Demokrasi Dihabisi Nafsu Elit Partai

Tetapi ketika lembaga-lembaga, khususnya partai politik dan DPR, melemahkan fungsinya, demokrasi terjerumus dalam kehampaan. Jimly Asshiddiqie pernah mengingatkan, partai rakus yang menguasai seluruh proses pemerintahan akan menenggelamkan demokrasi ke dalam “lalu lintas kepentingan” para elit.
Kini, partai politik semakin menampakkan diri sebagai kendaraan kekuasaan semata. Koalisi dibangun bukan atas kesamaan visi dan misi, melainkan atas kalkulasi keuntungan politik dan materi.
Transaksi kekuasaan berlangsung di ruang tertutup, sementara rakyat hanya disuguhi sandiwara di layar televisi. Rakyat yang dahulu diyakinkan dengan janji kesejahteraan, kini menjadi penonton setia drama politik transaksional.

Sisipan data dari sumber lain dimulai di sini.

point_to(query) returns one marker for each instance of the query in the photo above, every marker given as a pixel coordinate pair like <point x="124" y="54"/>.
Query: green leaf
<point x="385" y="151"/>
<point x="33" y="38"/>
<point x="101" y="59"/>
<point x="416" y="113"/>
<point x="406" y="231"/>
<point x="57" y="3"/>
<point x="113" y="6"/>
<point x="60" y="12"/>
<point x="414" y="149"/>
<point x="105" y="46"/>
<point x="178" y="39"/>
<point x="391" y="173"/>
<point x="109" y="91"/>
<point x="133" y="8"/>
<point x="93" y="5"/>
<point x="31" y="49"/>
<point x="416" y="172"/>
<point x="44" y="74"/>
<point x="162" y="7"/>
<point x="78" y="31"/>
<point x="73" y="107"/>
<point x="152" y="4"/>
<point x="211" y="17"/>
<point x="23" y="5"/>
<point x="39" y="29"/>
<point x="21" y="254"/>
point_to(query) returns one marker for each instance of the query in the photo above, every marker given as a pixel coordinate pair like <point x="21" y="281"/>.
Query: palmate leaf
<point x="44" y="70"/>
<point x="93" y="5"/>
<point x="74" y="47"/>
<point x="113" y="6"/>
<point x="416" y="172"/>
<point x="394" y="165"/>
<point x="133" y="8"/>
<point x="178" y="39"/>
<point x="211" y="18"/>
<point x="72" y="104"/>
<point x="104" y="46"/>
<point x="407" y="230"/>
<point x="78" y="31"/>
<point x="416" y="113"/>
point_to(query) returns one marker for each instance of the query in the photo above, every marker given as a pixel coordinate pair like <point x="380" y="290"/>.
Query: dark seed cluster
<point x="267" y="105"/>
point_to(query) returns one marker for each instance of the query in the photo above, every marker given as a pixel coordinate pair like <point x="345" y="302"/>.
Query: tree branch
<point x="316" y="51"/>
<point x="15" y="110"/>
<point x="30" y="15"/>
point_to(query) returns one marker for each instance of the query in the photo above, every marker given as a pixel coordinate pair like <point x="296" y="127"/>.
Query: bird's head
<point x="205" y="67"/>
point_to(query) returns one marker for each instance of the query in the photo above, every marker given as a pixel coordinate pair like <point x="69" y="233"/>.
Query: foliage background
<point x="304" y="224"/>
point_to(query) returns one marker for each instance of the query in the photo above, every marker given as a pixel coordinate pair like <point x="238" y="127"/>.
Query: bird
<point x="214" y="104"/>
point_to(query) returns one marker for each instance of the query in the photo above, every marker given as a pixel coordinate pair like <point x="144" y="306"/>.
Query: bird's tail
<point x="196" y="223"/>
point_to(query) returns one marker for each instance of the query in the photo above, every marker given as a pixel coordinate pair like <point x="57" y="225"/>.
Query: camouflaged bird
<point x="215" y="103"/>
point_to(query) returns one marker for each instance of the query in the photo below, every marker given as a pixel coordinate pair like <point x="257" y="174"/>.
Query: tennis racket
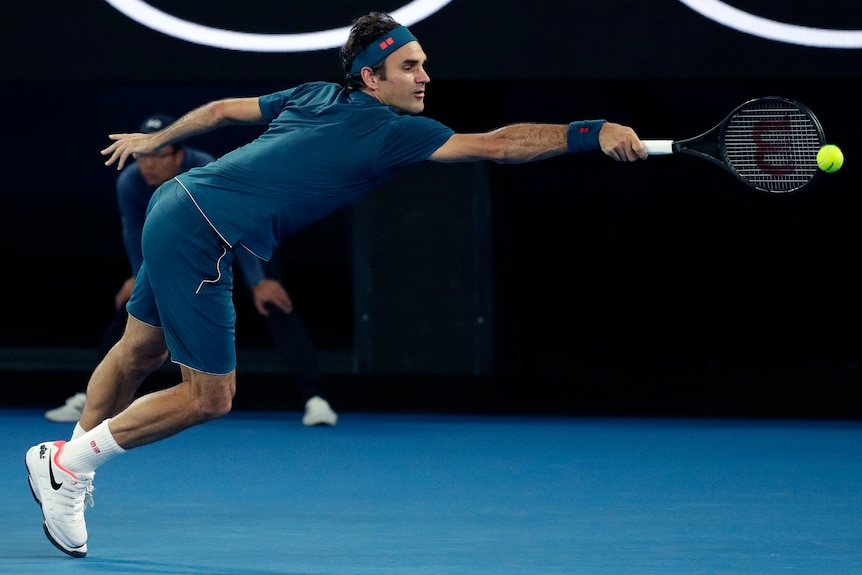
<point x="768" y="143"/>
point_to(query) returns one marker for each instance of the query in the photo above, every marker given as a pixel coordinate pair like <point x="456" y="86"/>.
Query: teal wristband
<point x="583" y="136"/>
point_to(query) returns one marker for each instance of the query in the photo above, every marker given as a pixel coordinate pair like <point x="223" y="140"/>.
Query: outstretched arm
<point x="203" y="119"/>
<point x="521" y="143"/>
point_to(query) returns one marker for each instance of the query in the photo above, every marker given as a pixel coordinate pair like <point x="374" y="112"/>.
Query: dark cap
<point x="155" y="123"/>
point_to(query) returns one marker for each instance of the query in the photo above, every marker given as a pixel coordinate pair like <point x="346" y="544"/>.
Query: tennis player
<point x="325" y="146"/>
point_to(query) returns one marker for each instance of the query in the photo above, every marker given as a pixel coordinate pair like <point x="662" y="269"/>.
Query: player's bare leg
<point x="121" y="372"/>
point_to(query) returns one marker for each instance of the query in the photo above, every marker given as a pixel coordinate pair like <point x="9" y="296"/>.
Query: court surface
<point x="256" y="493"/>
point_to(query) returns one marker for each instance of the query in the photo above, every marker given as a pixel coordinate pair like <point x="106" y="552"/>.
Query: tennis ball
<point x="830" y="158"/>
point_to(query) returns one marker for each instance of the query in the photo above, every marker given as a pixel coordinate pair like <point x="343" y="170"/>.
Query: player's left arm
<point x="521" y="143"/>
<point x="200" y="120"/>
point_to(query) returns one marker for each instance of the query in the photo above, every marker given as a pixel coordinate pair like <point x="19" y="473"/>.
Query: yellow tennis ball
<point x="830" y="158"/>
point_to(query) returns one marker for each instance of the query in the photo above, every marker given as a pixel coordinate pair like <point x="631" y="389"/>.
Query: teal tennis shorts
<point x="185" y="284"/>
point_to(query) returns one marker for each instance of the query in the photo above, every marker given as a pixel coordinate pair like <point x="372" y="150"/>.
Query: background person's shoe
<point x="318" y="412"/>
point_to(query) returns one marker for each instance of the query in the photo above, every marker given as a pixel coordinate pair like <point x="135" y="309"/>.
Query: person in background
<point x="325" y="146"/>
<point x="135" y="186"/>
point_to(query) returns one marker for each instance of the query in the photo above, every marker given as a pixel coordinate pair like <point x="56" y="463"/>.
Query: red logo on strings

DPR sebagai perpanjangan tangan rakyat mestinya menjadi benteng demokrasi. Namun, fakta di lapangan menunjukkan sebaliknya: banyak anggota dewan lebih setia pada partai dan elite pengusung daripada kepada rakyat yang memilihnya.
Ketika kebijakan-kebijakan kontroversial diajukan, DPR seringkali abai terhadap aspirasi publik. Revisi UU KPK, pengesahan UU Cipta Kerja, hingga revisi sejumlah undang-undang strategis lainnya dilakukan terburu-buru, minim transparansi dan partisipasi, bertentangan dengan prinsip pembentukan peraturan perundang-undangan yang diatur UU No.12/2011.
Pasal 28D ayat (1) UUD 1945 menegaskan setiap orang berhak atas pengakuan, jaminan, perlindungan, dan kepastian hukum yang adil.
Namun, ketidakpastian hukum justru kian nyata akibat inkonsistensi DPR dalam menjalankan fungsinya. Suara rakyat yang menolak baik lewat demonstrasi di jalan maupun kritik di media sosial berulang kali diabaikan. Pasal 28E ayat (3) yang menjamin kebebasan menyampaikan pendapat seolah menjadi hiasan belaka.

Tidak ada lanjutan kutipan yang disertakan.